Pflanzen die gegen Moskitos helfen

  • Welche Pflanzen können nun Moskitos wirkungsvoll abschrecken? Zu nennen sind hier solche, deren Laub oder Blüten den bekannten Zitronella-Duft verströmen. 
  • Neben der angenehm duftenden Zitronenmelisse ist dies besonders die Duftgeranie, deren Laub besonders bei Berührung deutliche Duftwolken entsendet. 
  • Auch der Geruch von Tomatenpflanzen und Tagetes (Studentenblume) soll auf Moskitos und Mücken abschreckend wirken. 

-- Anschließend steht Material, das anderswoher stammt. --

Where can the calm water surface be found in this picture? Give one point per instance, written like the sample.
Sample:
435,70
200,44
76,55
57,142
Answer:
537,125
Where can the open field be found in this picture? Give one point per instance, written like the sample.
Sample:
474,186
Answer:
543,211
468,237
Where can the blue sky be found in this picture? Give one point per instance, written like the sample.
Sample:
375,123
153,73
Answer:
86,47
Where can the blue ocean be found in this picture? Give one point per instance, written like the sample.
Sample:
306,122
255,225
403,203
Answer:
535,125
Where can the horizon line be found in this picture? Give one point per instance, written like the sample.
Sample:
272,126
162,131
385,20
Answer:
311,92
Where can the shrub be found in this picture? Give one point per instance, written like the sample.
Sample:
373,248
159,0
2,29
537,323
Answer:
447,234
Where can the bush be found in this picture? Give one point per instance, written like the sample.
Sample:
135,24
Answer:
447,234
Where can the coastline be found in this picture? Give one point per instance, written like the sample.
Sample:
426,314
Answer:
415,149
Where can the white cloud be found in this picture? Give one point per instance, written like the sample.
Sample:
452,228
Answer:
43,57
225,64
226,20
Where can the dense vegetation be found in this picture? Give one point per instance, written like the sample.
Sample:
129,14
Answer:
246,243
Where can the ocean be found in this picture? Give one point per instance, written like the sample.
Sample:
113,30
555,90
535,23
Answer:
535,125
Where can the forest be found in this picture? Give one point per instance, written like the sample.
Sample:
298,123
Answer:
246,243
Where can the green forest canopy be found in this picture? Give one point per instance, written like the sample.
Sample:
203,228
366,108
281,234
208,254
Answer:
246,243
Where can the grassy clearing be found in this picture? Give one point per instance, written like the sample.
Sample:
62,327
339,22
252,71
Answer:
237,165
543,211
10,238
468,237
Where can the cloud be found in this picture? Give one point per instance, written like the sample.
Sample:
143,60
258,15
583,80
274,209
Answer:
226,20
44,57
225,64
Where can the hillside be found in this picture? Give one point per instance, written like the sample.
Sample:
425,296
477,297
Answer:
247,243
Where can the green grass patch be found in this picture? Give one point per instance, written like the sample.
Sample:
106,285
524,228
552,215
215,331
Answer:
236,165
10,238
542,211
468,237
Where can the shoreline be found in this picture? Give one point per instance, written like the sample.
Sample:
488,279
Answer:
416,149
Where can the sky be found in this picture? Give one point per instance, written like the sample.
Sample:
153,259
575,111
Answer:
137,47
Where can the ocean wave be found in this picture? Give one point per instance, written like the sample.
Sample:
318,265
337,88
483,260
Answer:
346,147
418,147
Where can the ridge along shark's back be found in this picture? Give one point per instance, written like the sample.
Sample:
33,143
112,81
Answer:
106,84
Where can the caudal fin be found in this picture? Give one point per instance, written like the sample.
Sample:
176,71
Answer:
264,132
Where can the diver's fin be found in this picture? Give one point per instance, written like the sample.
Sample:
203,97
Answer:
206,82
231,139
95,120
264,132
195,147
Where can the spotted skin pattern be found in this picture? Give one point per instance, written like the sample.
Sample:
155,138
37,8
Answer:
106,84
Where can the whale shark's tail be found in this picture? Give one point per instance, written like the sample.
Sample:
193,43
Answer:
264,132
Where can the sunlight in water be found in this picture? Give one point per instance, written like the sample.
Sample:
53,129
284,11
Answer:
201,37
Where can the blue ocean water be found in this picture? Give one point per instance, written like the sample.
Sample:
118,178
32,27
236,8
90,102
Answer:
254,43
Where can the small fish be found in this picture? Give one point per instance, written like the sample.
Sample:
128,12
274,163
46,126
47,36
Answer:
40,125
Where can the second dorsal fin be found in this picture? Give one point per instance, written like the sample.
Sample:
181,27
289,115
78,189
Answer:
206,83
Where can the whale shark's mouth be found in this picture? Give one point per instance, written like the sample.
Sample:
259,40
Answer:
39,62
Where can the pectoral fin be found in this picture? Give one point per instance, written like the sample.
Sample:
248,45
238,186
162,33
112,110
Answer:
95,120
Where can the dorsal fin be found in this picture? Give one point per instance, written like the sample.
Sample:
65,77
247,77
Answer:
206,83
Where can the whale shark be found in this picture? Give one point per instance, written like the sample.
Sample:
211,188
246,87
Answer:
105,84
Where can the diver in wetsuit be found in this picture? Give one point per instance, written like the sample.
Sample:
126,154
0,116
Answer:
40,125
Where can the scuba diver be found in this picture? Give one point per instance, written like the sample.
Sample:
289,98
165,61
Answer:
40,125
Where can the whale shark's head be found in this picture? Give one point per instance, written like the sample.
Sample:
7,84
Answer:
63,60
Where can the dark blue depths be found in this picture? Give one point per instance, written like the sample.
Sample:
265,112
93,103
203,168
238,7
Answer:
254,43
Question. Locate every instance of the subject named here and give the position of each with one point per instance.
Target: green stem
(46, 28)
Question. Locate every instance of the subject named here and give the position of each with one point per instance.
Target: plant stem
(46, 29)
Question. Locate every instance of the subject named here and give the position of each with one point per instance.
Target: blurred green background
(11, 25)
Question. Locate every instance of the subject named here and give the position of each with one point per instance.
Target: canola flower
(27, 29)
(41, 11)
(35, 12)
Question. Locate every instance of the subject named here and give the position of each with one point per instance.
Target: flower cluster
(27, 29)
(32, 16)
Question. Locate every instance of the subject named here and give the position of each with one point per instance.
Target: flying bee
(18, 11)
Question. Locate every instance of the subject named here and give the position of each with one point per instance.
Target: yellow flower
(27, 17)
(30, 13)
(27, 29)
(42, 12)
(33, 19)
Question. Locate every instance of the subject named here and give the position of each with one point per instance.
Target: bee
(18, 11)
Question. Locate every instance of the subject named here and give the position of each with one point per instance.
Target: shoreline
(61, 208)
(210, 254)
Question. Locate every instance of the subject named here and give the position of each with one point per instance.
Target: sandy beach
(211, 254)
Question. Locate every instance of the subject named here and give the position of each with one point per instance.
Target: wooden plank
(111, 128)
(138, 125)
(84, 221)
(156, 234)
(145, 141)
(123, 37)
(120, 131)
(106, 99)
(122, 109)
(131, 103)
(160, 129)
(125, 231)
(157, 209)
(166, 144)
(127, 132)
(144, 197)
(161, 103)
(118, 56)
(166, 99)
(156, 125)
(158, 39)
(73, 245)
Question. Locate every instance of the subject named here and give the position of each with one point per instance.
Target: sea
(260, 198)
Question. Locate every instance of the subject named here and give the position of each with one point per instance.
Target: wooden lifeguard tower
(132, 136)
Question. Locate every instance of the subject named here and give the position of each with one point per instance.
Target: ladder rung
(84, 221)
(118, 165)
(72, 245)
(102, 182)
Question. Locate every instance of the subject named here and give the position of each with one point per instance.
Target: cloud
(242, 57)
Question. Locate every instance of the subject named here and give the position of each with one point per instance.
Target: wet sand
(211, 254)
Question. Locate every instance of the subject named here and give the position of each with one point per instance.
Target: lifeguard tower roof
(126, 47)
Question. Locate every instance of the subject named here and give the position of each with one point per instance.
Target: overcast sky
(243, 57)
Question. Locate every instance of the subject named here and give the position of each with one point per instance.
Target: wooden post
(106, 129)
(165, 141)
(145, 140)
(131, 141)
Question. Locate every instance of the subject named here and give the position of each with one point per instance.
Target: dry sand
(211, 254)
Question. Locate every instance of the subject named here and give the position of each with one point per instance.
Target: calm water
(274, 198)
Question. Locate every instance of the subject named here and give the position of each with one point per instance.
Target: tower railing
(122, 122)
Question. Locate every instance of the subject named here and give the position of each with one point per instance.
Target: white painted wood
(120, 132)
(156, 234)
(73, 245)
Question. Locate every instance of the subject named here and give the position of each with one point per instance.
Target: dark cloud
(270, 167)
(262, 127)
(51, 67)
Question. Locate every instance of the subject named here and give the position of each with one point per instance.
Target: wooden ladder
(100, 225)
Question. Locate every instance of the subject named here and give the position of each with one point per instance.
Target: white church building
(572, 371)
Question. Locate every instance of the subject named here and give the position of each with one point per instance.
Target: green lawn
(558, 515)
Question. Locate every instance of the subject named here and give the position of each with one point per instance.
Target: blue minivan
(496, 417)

  • Der Saft der Blätter des violett fruchtenden Liebeperlenstrauchs soll ebenfalls Moskitos fernhalten; über seine Verträglichkeit für den Menschen gibt es jedoch noch keine zuverlässigen Studien. 
  • Auch der strenge Geruch des Walnussbaums vertreibt Mücken, hinzu kommen viele in der Aromatherapie verwendeten Öle mit pflanzlichen Inhaltsstoffen: Lavendelöl, Nelkenöl, Pfefferminzöl, Salbeiöl, Sandelholzöl, Thymianöl, Zedernholzöl und Zimtöl sowie das altbekannte Niembaumöl. 
  • Diese stark duftenden Substanzen werden tropfenweise mittels einer Duftlampe verdampft; wiederum gilt es, diese Mittel nicht über längere Zeit oder bei bekanntermaßen empfindlichen Personen anzuwenden.
  • Am besten ist es, die Methode der Abschreckung durch Pflanzen oder ihre Inhaltsstoffe durch entsprechendes Verhalten zu ergänzen – die bereits angesprochene Kleidung ist wesentlich; außerdem sollten sich stark schwitzende Personen vor einem Aufenthalt im Freien gründlich duschen, frische Kleidung anziehen und KEIN duftendes Deodorant oder Parfum benutzen. 
  • Auch süß duftende Lebensmittel wie Kuchen oder reifes Obst locken die Plagegeister an. Unbedingt abzuraten ist von Insektenvernichtungslampen, da diese zum einen die Tiere durch ihr Licht erst anlocken um ihnen dann zum anderen ausnahmslos (und somit auch den geschützten Exemplaren) den Garaus zu machen.